By ANATOLY DUBOVIK in Dnipro, eastern Ukraine
A facebook post from 22 March. The shops that sell manufactured consumer goods are starting to open now. Most are still closed, but the process is underway. Shops selling expensive clothes, on the other hand, are covered in signs saying “final sale” and “this shop is closing”.
Companies are also, bit by bit, starting work again. In the building where I work, there are nine or ten offices on our floor. We first opened up again a week ago, and today three offices are already functioning. These are all industrial companies, not trade or retail outfits.
Private businesses are obliged to accept payments by bank card, they can not do cash-only. Breaches can lead to a fine of 3400 hryvna [105 euros].

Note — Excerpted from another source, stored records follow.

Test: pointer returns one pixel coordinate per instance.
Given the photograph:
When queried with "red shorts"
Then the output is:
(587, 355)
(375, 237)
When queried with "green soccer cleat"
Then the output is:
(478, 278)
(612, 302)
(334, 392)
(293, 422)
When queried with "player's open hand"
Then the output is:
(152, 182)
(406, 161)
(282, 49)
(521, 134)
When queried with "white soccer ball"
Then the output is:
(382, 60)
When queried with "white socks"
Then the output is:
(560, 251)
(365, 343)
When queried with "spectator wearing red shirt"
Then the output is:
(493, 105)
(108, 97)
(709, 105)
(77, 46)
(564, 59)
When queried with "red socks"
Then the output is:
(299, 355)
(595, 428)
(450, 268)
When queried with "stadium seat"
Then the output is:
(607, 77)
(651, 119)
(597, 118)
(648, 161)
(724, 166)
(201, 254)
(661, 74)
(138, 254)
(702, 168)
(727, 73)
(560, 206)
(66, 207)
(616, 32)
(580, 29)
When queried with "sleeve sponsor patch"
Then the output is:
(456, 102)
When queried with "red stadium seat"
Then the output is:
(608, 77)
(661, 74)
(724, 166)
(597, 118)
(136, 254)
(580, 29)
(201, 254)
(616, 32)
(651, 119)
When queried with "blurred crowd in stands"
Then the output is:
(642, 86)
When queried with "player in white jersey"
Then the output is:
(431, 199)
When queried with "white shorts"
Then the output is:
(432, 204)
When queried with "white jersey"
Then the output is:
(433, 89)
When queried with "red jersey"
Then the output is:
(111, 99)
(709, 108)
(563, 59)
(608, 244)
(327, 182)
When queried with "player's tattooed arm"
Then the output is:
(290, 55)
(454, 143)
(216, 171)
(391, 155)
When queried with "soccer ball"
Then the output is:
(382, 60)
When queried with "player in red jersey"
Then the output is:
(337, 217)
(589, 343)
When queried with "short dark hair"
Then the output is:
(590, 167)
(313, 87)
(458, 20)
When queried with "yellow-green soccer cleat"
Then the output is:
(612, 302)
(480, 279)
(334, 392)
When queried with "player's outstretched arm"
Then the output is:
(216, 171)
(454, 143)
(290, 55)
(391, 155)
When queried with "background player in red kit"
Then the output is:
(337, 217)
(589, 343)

Yesterday the evacuation of the Dnepropetrovsk Historical Museum got underway. It opened in 1849, on the initiative of a local schoolteacher. In 1942-43 the Germans looted it, but it was restored and is now one of the best in Ukraine. It has several hundred thousand artefacts, dating back to the paleolithic. There is even an Egyptian mummy. Where all this is being taken to is a secret, of course.
It’s a shame that it’s a long way from where I live to the museum. I don’t know when I’ll be able to go and find out whether they have taken away the “stone women” that stand (stood?) in front of the museum. Several of them are in the photo. My late first wife, Anna Dubovik, was involved in discovering the one on the left. That was when she was a student in the faculty of history, and did a practical summer course on archaeological digs.
For the first time, I met people in Dnipro who had been driven out of Mariupol: a family with children. Gloomy, exhausted. I offered to buy them whatever they needed. At first they didn’t accept, but I convinced them – because I was in a position to help. I took them sausage, bread, cheese, ryazhenka [a type of plain yogurt], apples and oranges.